Consider how anyone in the United States can, at any time, drive state to state, all across this country, move anywhere he or she wants, start a business, practice a religion, espouse a variety of political opinions, change his or her mind, blog about the president, come out of the closet, or tweet to promote communism, socialism, or imperialism.

Sometimes liberals forget our freedoms, and I’m saying this as a liberal. I’m a public school teacher, a social justice advocate, and I don’t believe in censorship. I’ve never voted for a Republican presidential candidate, and I write for VICE Magazine. So I’m not a conservative in any way.

But sometimes I get fed up and have to act like a regular ol’ redneck hick. One of my friends told me that she was rooting for Germany in that World Cup soccer match “because,” she said, “you know, I’m just so embarrassed to be an American.”

And that’s when the patriot came out in me. I said, “Okay, you can root for Germany in that match if you also admit that you love Hitler, Auschwitz, European colonialism, and pulling for the overwhelming favorite in all sporting events.”

My friend said, “But doesn’t it make you a little sick to your stomach to chant USA? Do you know how many foreign assassinations we’ve engineered?”

“Yes,” I said, “and foreign assassinations are wrong. But is genocide better? Are you saying that killing a few enemy combatants to gain foreign oil rights is worse than murdering 33 million Jews? Is that what you’re saying?”

Like I said, I get fed-up sometimes. Then I become an absolute jerk.

My wife, who is a better person than me, pointed out that German soccer players are probably pretty sick of Hitler comments. Maybe so. But I wouldn’t know since I rarely play soccer for the German national team.

I just get so tired of people saying they might leave this country. A young person in dreadlocks said to me on the street, “You know, man, if we bomb one more village in the Middle East, I’m fuckin’ leaving this country for good, you know? I’m going to Thailand, bro. It’s so sick there.”

That’s annoying, and that kid doesn’t even know what he’s talking about, but the worst is celebrities who threaten ex-patriotism, the very celebrities who’ve made millions of dollars via the freedoms that this country affords.

During the reign of the Bush administration, Alec Baldwin kept promising to become an expatriate if certain things happened in this country. He listed what those certain things were, and all of his fears and prognostications came to fruition.
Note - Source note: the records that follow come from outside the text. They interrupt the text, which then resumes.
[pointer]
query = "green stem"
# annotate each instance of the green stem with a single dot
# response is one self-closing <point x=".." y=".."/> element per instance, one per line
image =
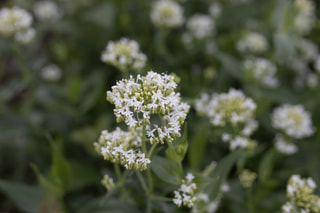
<point x="250" y="202"/>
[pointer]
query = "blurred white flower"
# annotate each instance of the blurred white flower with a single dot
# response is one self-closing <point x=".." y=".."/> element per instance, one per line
<point x="201" y="26"/>
<point x="125" y="55"/>
<point x="252" y="42"/>
<point x="294" y="120"/>
<point x="51" y="72"/>
<point x="167" y="14"/>
<point x="47" y="10"/>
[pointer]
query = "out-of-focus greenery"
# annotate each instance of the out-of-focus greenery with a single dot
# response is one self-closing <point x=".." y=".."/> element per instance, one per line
<point x="47" y="129"/>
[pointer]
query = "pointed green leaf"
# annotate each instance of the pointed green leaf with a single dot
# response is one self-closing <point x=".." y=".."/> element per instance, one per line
<point x="26" y="198"/>
<point x="166" y="170"/>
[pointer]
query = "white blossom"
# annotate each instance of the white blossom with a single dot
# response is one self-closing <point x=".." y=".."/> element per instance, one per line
<point x="167" y="14"/>
<point x="124" y="55"/>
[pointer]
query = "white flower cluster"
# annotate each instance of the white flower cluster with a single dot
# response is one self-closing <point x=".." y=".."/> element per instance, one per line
<point x="167" y="14"/>
<point x="253" y="42"/>
<point x="247" y="178"/>
<point x="136" y="101"/>
<point x="108" y="182"/>
<point x="261" y="70"/>
<point x="215" y="10"/>
<point x="124" y="55"/>
<point x="16" y="22"/>
<point x="232" y="109"/>
<point x="300" y="192"/>
<point x="122" y="147"/>
<point x="305" y="16"/>
<point x="201" y="26"/>
<point x="51" y="72"/>
<point x="185" y="195"/>
<point x="283" y="146"/>
<point x="47" y="10"/>
<point x="294" y="120"/>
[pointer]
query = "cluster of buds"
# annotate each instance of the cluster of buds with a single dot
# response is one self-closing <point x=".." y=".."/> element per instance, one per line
<point x="293" y="120"/>
<point x="16" y="23"/>
<point x="247" y="178"/>
<point x="167" y="14"/>
<point x="305" y="16"/>
<point x="122" y="147"/>
<point x="300" y="193"/>
<point x="232" y="110"/>
<point x="150" y="101"/>
<point x="124" y="55"/>
<point x="47" y="11"/>
<point x="185" y="195"/>
<point x="252" y="42"/>
<point x="262" y="71"/>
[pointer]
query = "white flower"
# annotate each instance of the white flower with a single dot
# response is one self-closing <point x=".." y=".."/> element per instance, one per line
<point x="26" y="36"/>
<point x="261" y="70"/>
<point x="201" y="26"/>
<point x="154" y="94"/>
<point x="46" y="10"/>
<point x="167" y="14"/>
<point x="293" y="120"/>
<point x="185" y="195"/>
<point x="51" y="72"/>
<point x="124" y="55"/>
<point x="284" y="147"/>
<point x="14" y="20"/>
<point x="252" y="42"/>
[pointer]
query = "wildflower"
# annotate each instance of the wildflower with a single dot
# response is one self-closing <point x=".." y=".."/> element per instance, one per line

Yet still, Baldwin never left the good ole U.S. of A. Thankfully for him, freedom of speech covers hollow threats of disloyalty or…could we call it instead “middle-aged-multi-millionaire-loudmouth angst”?

I can say from experience that it is terribly, terribly difficult to be middle class. It is also terribly, terribly difficult to live in this country where I have to pay minimal taxes and only get to do whatever the hell I want.